PISCATAWAY, NJ, July 26, 2011: Saving lives by reducing vehicle accidents and millions of resulting annual deaths is a compelling reason for the world to care about Vehicular Communications (VC) technology that can alert drivers to crashes and other dangers before they could possibly see or be aware of it.  

This is the subject of the July special issue about "Vehicular Communications" in Proceedings of the IEEE, the world's most highly-cited general interest journal in electrical engineering and computer science since 1913.

Published by the IEEE, the largest technical professional association in the world, this nine-paper special issue makes a strong case for continued research, development and deployment of VC that uses wireless technology to create the "eyes behind the head" capability for vehicle drivers. Although researchers have been attracted for some time to VC's potential for safer roads and enhanced driver experience, there is still a long way to go.

"This special issue of Proceedings of the IEEE addresses problems with the systems currently in development including standardization of V2X systems being carried out primarily by the IEEE and the European Telecommunications Standards Institute (ETSI), modeling of radio channels, physical and medium access techniques and simulation methods," said Erik G. Strom, who served as one of four guest editors of the issue and leads the competence area Sensors and Communications at the traffic safety center SAFER hosted by Chalmers University of Technology in Sweden.  

Accident statistics tracked by the World Health Organization (WHO) substantiate that VC is a life and death matter. According to WHO, road crashes are the 11th most common cause of death across all age groups; predictions are that this number will increase 65 percent by 2020. Currently 1.4 million people die annually and up to 50 million are injured in road crashes, which are also taking a worldwide economic toll of $518 billion.

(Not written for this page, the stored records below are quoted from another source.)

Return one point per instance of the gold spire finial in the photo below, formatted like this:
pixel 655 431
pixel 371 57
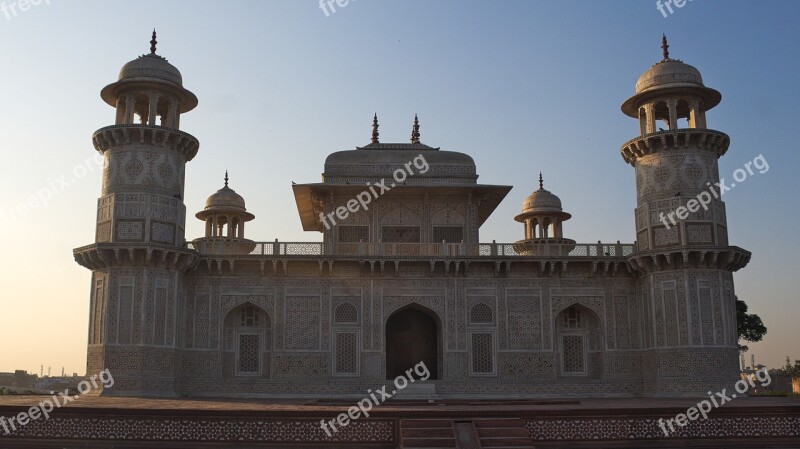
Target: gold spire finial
pixel 153 43
pixel 375 133
pixel 415 130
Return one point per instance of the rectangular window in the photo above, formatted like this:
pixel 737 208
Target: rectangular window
pixel 482 353
pixel 400 234
pixel 346 352
pixel 450 234
pixel 353 234
pixel 248 354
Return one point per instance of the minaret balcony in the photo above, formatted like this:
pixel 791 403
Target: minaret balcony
pixel 132 134
pixel 675 139
pixel 103 255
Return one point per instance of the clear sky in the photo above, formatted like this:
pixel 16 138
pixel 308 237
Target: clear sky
pixel 521 86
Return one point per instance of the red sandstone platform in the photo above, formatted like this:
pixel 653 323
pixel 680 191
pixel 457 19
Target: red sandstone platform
pixel 117 422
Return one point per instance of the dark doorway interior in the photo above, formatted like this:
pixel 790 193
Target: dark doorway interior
pixel 411 337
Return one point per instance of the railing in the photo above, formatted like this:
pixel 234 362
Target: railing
pixel 381 249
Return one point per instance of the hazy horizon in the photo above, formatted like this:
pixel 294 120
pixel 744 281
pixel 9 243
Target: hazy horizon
pixel 520 86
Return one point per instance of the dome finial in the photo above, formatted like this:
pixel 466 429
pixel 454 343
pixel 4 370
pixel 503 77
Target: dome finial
pixel 153 43
pixel 415 130
pixel 375 133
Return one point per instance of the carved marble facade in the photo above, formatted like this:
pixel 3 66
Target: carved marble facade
pixel 223 315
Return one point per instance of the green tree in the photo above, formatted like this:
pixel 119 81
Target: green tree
pixel 749 325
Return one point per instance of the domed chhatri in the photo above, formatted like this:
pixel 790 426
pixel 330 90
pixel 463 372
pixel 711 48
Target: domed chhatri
pixel 225 215
pixel 541 213
pixel 669 76
pixel 224 200
pixel 150 73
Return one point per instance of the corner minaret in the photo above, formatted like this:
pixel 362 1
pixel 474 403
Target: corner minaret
pixel 683 259
pixel 139 258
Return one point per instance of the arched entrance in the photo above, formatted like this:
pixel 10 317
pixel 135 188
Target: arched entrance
pixel 412 336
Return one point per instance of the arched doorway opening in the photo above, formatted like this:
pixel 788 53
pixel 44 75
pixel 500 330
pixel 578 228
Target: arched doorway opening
pixel 412 336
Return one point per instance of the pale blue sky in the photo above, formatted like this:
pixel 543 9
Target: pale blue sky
pixel 521 86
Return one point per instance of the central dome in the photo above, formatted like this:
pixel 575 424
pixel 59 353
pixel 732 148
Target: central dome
pixel 150 67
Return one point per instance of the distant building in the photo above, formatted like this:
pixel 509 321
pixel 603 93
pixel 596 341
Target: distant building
pixel 407 280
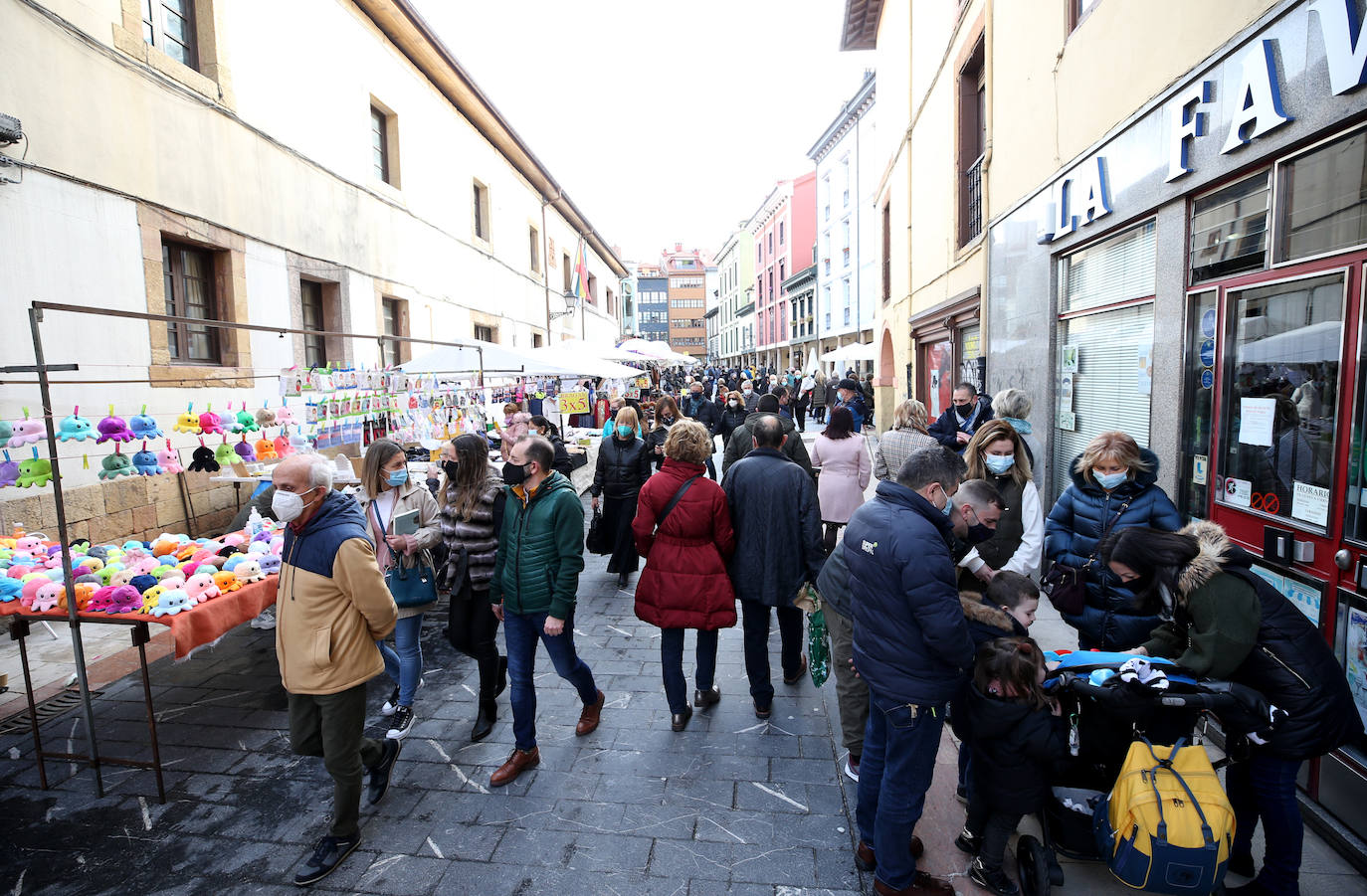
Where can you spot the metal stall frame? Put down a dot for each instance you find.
(139, 629)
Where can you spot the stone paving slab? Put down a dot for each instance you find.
(731, 806)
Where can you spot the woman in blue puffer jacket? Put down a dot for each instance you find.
(1114, 486)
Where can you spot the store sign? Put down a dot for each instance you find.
(1253, 105)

There is general consensus that wireless vehicular communications has the potential to prevent collisions and save lives; but only advanced level equipment is suitable for VC to attain reliable and consistent life-saving benefits, according to authors Paul Alexander and David Haley, IEEE members, and Alex Grant, Senior Member IEEE, in the invited paper "Cooperative Intelligent Transport Systems: 5.9 GHz Field Trial."

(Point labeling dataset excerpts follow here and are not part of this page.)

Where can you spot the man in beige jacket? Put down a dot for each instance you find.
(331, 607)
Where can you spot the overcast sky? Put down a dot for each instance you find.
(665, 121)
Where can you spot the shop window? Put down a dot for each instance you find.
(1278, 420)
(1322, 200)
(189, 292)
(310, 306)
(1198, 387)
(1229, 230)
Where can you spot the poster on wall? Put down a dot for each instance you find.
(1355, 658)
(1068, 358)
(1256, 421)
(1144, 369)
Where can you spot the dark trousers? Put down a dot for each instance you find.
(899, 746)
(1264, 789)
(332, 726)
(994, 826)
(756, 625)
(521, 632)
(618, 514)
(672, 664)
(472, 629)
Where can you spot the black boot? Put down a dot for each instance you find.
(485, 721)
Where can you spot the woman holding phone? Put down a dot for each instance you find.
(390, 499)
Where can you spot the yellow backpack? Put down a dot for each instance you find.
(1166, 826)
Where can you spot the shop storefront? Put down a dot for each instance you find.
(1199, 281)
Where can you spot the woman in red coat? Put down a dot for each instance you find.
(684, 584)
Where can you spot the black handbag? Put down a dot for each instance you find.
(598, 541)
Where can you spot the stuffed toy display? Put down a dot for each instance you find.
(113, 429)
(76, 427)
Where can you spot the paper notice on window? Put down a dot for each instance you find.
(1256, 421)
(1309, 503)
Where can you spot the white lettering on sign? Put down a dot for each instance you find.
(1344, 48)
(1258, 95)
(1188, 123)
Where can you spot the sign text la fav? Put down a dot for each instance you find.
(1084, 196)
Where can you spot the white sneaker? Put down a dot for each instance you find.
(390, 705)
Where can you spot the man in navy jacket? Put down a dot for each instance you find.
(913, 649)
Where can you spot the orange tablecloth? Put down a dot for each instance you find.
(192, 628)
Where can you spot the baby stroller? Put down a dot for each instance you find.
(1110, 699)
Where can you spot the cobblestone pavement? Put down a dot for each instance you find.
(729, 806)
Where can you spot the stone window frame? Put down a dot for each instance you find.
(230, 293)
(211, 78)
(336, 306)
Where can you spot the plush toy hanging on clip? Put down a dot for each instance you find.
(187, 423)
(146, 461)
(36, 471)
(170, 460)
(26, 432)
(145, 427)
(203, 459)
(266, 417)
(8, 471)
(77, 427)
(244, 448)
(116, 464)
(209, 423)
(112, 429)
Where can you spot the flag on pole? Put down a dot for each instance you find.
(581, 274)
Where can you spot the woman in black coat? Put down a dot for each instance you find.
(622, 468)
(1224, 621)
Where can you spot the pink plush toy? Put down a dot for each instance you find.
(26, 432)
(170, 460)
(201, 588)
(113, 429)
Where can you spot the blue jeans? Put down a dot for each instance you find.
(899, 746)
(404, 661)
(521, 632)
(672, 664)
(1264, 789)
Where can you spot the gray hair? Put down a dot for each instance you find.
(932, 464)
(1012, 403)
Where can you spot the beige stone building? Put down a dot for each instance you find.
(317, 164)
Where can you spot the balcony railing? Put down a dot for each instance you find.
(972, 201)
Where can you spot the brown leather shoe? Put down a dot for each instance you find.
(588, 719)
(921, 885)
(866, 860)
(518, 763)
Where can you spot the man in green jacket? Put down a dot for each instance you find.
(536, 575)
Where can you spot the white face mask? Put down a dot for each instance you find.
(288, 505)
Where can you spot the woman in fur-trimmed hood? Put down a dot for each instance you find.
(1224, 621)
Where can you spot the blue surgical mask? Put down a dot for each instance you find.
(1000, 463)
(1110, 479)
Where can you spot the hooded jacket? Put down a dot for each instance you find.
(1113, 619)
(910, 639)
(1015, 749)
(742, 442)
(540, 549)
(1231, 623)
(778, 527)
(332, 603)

This article reports on exhaustive field trials in Australia, Italy, Germany, Austria and the United States, covering more than 1,100 km of driving in a wide variety of physical environments.  The authors state, "The field trial results demonstrate significantly improved performance using advanced radio like IEEE 802.11p compliant equipment that employs sophisticated channel estimation and tracking, which results in increased driver warning times and stopping distances. Of particular significance is that the results demonstrated that off-the-shelf Wi-Fi equipment fails to provide sufficient stopping distances to avert accidents in some cases."

In a second invited paper on standardization, "Vehicular Channel Characterization and its Implications for Wireless System Design and Performance" by C. F. Mecklenbrauker, A. F. Molisch, J. Karedal, F. Tufvesson, A. Paier, L. Bernado, T. Zemen, O. Klemp and N. Czink, the authors describe the key characteristics of V2X channels, which have a major impact on transmission reliability, latency, available vehicular channel models and the observed channel characteristics (such as delay spreads and Doppler spreads). The authors also briefly discuss the available vehicular channel models and their respective merits and deficiencies.

The other papers, which follow a top-down-top approach, explore issues related to the vehicular radio channels, the communication stack by discussing the physical and medium access layers, and finish by describing modeling and simulation approaches.